The person who found him was Henry A. Perine (1831-1891) who owned 80 acres of land along both sides Homer Road (now Irwin Avenue) in Albion Township just north of Duncan’s landlocked acreage below it.
Perine lived in a farmhouse (since demolished) on the south side of Homer Road just west of the Village limits. After Henry moved with his family to Missouri in the early 1870s, his property was purchased by W.J. Walker (1873 atlas) and later by Albert Braden (1894 atlas). Today half of Perine’s land would be the site of Albion Memory Gardens north of Irwin, with the remaining half continuing south to where Duncan’s property line began. Duncan would have to pass through Perine’s property in order to get to Irwin Avenue into town. It was at the end of the Civil War that some Perine family members moved to Albion from the Clarendon-Tekonsha area. Henry’s brother Jacob (1840-1942) later became Albion’s last surviving Civil War veteran.
An account of Mr. Perine’s discovery of Duncan’s body reads as such: “On Thursday last, a Mr. Perine was in his woods, which adjoin the hermit’s premises, and feeling cold he went to the hovel to warm. Seeing no tracks about the premises since the storm of Sunday, and hearing the cattle low, he mistrusted something was wrong, and looking through a hole by the door, saw the old man in a sitting position, covered with snow.”

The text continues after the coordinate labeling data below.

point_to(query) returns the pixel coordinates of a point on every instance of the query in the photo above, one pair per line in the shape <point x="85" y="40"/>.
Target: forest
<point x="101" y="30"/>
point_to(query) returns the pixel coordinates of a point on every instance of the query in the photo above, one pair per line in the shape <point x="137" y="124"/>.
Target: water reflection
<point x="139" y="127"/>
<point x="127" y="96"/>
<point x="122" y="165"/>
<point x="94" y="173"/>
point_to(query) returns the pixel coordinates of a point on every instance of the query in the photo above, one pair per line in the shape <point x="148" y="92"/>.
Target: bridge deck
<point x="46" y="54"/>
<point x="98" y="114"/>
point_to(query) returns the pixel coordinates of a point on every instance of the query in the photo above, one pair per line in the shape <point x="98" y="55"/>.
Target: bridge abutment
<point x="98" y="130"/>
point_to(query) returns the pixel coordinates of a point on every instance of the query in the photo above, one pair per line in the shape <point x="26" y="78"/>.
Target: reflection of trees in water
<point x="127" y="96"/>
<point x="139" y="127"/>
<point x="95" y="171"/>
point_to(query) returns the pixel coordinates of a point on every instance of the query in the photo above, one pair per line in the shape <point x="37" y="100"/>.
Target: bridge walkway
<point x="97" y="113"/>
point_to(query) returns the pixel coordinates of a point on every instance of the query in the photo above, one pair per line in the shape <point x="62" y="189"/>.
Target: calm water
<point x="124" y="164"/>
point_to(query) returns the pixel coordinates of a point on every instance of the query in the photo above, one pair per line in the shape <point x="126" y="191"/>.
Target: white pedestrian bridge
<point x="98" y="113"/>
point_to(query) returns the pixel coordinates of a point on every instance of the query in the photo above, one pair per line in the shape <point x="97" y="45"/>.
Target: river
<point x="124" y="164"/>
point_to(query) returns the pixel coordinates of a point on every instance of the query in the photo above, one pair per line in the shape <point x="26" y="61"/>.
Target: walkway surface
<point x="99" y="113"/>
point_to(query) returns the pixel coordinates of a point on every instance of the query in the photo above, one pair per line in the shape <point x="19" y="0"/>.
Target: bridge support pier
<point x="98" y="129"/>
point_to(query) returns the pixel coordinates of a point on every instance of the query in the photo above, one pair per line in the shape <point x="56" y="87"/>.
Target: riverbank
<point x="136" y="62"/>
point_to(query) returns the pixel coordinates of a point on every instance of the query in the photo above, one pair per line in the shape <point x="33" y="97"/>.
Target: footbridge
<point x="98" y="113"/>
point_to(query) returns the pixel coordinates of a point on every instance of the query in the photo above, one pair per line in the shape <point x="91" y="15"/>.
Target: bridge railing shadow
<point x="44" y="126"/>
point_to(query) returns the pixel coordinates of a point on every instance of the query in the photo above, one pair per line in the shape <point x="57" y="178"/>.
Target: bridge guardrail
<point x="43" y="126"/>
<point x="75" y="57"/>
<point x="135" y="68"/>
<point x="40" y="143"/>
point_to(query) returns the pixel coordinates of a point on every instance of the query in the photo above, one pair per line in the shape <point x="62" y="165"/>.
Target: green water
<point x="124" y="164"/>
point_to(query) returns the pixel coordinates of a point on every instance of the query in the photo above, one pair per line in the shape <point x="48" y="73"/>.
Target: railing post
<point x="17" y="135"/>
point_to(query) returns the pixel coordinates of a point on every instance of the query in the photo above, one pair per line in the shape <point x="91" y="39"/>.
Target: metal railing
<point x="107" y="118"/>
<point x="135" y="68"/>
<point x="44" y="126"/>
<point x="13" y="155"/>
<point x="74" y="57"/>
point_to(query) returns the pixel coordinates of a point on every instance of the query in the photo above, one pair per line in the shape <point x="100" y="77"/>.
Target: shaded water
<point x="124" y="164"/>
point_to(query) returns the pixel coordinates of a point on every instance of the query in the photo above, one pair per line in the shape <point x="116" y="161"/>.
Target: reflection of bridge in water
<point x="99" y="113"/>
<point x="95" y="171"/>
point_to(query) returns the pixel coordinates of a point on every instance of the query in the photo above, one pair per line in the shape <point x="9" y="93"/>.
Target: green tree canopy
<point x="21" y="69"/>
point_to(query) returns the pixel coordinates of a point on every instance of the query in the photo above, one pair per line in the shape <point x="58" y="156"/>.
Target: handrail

“Being satisfied that he was dead, Mr. Perine communicated it to Esquire Williams, and a jury was summoned, who, together with Coroner O’Donoughue, visited the premises and found him frozen stiff. After examining the premises quite thoroughly, they brought him to the engine house and placed him in a large cauldron kettle of water. Friday afternoon an examination of the body and hovel showed that he had undoubtedly been sick, and he was badly burned, and becoming exhausted, fell into a stupor and froze to death. This is the substance of the jury’s verdict.”
Henry Perine and family moved back to Tekonsha around 1890, and he died there December 20, 1891. He had been suffering from blindness and other ailments for several years. From our Historical Notebook this week we present a photograph of Henry A. Perine, who discovered the body of David Duncan, also pictured here. How many of our readers have heard of the Albion Hermit?